Na época, a secretaria de segurança do DF chegou a reforçar a segurança nas imediações do hotel em que o presidente eleito Lula estava hospedado. Na mesma data ocorreu a diplomação do petista. A operação de segurança foi monitorada pelos militares presos pela PF. Eles também sabiam o passo a passo de Moraes nesse dia.
15 de dezembro de 2022
A investigação da Polícia Federal apontou que os militares chegaram a colocar em prática um dos planos para executar o ministro do STF Alexandre de Moraes, mas o cancelaram de última hora. Eles utilizaram técnicas avançadas do treinamento militar, posicionando agentes perto do STF e da casa do ministro, mas cancelaram a ação porque o julgamento da Corte terminou mais cedo que o previsto.

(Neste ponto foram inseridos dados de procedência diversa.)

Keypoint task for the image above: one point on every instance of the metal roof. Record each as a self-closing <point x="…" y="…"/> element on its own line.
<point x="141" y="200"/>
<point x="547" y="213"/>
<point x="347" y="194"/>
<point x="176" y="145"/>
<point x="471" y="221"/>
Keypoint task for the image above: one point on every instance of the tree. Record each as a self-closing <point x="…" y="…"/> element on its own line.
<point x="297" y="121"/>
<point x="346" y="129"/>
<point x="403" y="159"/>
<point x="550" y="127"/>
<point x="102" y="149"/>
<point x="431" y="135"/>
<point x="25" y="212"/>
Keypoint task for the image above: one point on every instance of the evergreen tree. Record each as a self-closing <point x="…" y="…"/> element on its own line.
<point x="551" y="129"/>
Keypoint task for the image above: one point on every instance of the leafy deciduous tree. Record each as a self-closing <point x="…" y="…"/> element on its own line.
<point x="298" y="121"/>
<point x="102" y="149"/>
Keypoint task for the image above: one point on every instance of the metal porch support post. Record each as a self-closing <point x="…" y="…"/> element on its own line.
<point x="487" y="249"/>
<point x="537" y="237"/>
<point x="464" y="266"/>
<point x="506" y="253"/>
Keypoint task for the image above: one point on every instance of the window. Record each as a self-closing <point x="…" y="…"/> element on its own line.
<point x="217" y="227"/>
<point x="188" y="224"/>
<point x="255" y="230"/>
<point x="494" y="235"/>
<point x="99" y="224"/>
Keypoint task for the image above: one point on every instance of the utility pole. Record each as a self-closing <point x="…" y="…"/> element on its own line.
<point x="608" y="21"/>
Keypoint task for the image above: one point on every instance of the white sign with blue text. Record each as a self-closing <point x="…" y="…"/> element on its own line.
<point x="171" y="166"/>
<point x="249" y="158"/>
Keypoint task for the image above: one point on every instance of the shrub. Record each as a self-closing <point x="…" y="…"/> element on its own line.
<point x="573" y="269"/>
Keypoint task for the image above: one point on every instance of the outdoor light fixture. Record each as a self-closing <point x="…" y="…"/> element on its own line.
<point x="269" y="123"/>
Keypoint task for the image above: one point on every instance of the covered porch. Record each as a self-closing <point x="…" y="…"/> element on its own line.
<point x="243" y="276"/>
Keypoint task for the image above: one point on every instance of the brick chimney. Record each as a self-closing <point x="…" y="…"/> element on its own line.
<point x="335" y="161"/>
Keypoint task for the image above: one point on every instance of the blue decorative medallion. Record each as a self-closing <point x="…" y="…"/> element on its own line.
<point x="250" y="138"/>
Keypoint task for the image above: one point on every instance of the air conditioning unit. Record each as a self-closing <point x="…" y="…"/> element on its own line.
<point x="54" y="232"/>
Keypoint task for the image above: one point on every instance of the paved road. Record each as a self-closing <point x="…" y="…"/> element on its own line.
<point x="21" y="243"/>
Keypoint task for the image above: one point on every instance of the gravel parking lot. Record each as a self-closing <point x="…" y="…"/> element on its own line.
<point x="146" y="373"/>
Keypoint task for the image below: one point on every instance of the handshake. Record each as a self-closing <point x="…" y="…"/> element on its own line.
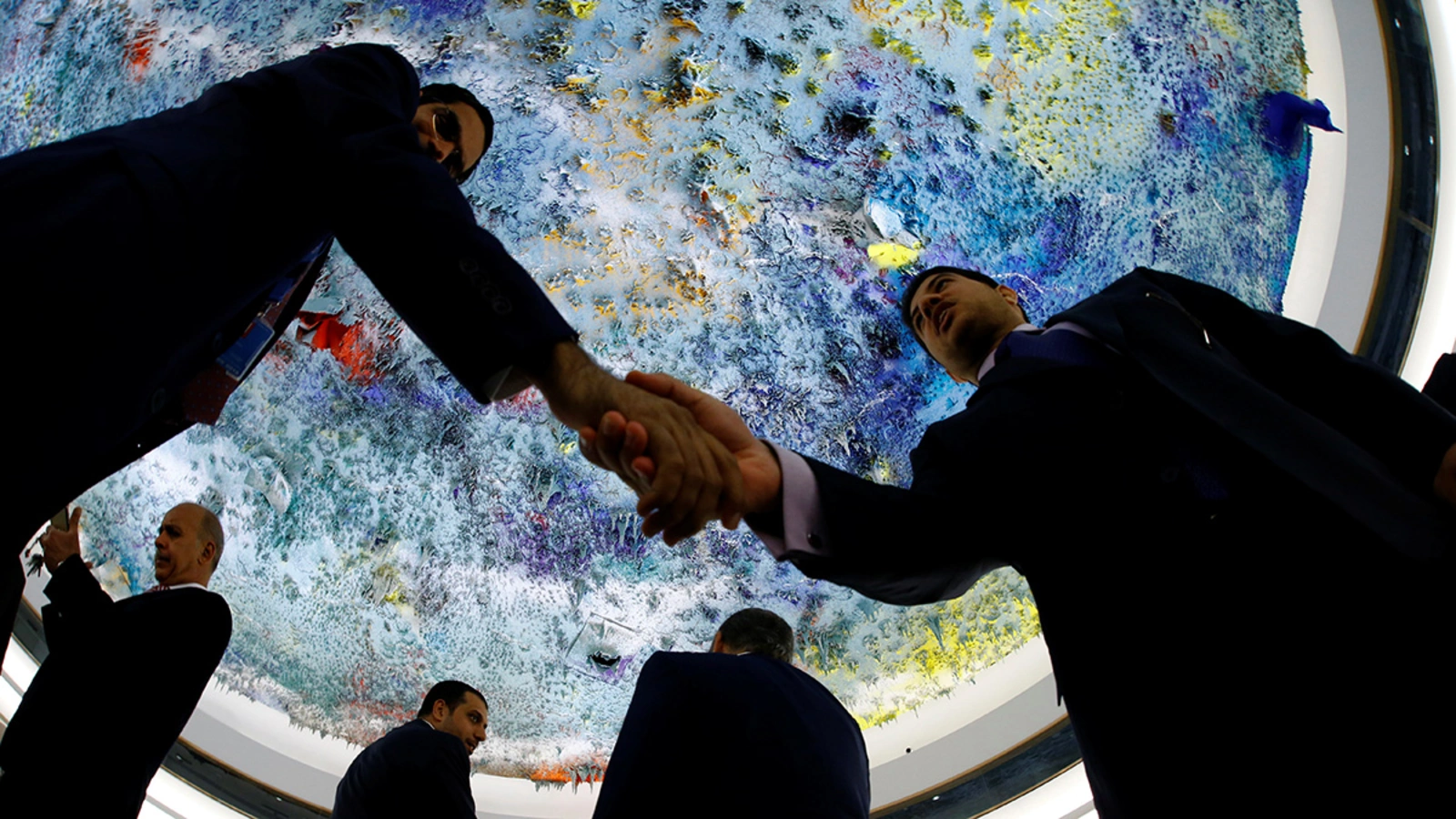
<point x="688" y="457"/>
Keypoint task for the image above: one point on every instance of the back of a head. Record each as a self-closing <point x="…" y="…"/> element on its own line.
<point x="451" y="691"/>
<point x="759" y="632"/>
<point x="213" y="531"/>
<point x="448" y="94"/>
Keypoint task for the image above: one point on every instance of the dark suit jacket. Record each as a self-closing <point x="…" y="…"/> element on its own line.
<point x="121" y="680"/>
<point x="145" y="249"/>
<point x="734" y="736"/>
<point x="411" y="771"/>
<point x="1198" y="642"/>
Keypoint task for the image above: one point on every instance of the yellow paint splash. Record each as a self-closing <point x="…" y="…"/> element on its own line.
<point x="888" y="256"/>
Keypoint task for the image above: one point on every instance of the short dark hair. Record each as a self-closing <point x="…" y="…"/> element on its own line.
<point x="453" y="693"/>
<point x="759" y="632"/>
<point x="907" y="298"/>
<point x="450" y="92"/>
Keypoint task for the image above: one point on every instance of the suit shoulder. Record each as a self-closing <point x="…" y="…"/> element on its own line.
<point x="194" y="603"/>
<point x="375" y="53"/>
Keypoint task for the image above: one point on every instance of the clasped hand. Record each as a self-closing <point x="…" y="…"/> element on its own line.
<point x="693" y="477"/>
<point x="623" y="443"/>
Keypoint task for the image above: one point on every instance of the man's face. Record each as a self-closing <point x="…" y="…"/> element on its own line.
<point x="184" y="550"/>
<point x="451" y="133"/>
<point x="466" y="722"/>
<point x="961" y="321"/>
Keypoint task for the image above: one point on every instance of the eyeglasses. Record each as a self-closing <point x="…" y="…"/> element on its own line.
<point x="448" y="126"/>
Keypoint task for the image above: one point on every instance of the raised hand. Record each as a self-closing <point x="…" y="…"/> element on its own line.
<point x="62" y="544"/>
<point x="625" y="445"/>
<point x="695" y="479"/>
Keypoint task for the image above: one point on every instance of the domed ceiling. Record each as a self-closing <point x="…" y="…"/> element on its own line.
<point x="730" y="191"/>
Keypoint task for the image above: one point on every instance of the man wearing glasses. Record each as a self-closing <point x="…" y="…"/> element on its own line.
<point x="155" y="263"/>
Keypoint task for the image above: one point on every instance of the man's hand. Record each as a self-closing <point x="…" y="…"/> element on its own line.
<point x="60" y="545"/>
<point x="695" y="477"/>
<point x="1445" y="484"/>
<point x="625" y="445"/>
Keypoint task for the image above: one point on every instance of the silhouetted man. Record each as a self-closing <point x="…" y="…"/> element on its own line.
<point x="421" y="768"/>
<point x="159" y="258"/>
<point x="774" y="738"/>
<point x="121" y="678"/>
<point x="1238" y="535"/>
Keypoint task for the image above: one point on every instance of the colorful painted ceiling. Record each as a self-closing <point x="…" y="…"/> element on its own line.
<point x="727" y="189"/>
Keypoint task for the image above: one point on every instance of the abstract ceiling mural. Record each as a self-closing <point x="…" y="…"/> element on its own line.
<point x="727" y="189"/>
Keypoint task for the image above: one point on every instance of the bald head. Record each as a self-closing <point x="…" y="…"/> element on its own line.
<point x="189" y="542"/>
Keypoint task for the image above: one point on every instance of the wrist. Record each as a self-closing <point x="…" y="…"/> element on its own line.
<point x="560" y="365"/>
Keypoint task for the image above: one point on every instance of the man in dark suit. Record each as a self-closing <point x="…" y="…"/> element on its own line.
<point x="157" y="259"/>
<point x="1222" y="515"/>
<point x="421" y="768"/>
<point x="737" y="732"/>
<point x="121" y="676"/>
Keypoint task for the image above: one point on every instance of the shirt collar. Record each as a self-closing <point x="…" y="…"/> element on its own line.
<point x="990" y="360"/>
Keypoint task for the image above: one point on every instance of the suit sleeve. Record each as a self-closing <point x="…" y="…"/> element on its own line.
<point x="79" y="606"/>
<point x="410" y="228"/>
<point x="647" y="734"/>
<point x="1363" y="401"/>
<point x="897" y="545"/>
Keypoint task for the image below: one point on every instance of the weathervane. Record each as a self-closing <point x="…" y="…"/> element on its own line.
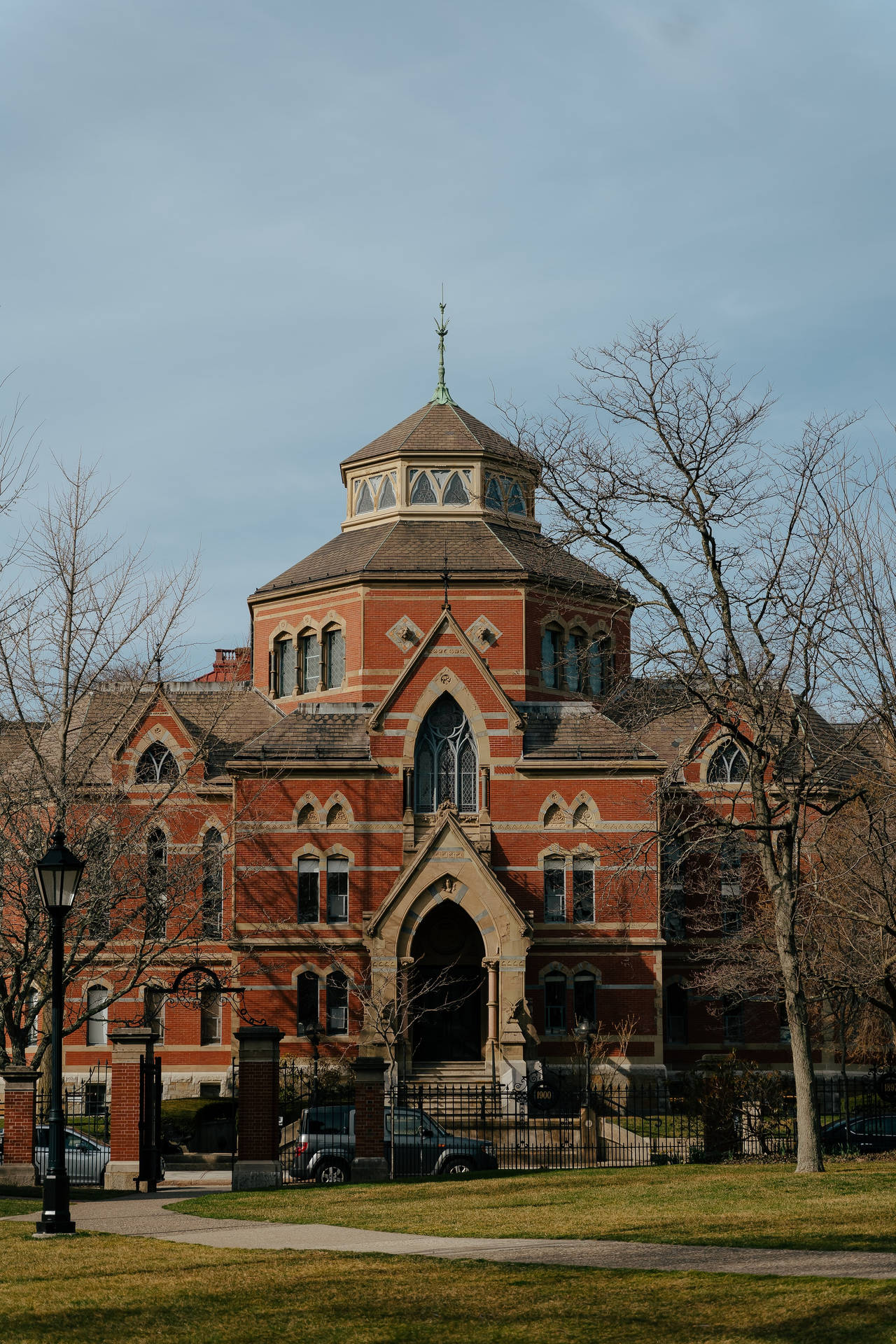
<point x="441" y="396"/>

No dia em questão Moraes participou no STF de uma votação sobre o orçamento secreto. O julgamento foi suspenso quando o placar estava em 5 a 4 — o ministro já havia votado, e os militares suspeitos monitoravam o julgamento por reportagens na imprensa.
Na mesma data, o ministro autorizou uma megaoperação em oito estados contra atos antidemocráticos. Moraes emitiu mandados de prisão e de busca e apreensão, quebra de sigilos bancários, bloqueio de perfis nas redes sociais, dentre outras ações. Na época, bolsonaristas que não aceitavam o resultado das eleições protestavam em frente a quartéis pedindo intervenção militar.
Lula participava do evento Natal dos catadores, no centro da capital paulista. Depois, seguiu para um churrasco no Instituto Lula, na zona sul da cidade. Já Geraldo Alckmin (PSB) ficou em Brasília, no evento Pacto pela Aprendizagem.
24 de dezembro de 2022
Na véspera do Natal, um artefato explosivo foi montado próximo ao aeroporto de Brasília. Um homem confessou à polícia a ação e disse que seu objetivo era chamar a atenção de outros apoiadores de Bolsonaro contra a eleição de Lula.
8 de janeiro de 2023
Bolsonaristas invadiram e depredaram os prédios dos Três Poderes em Brasília. Os atos antidemocráticos ocorreram após apoiadores do ex-presidente ficarem em frente a quarteis do Exército por meses pedindo intervenção militar. Muitos deles foram presos e condenados, alguns respondem até hoje pelos crimes cometidos na data em questão.
9 de janeiro de 2023
Um dia após a invasão da Praça dos Três Poderes, o ministro Alexandre de Moraes determinou a desocupação de todos os acampamentos montados nos quartéis do Exército pelo país. O ex-presidente Bolsonaro estava no Estados Unidos durante os atos antidemocráticos.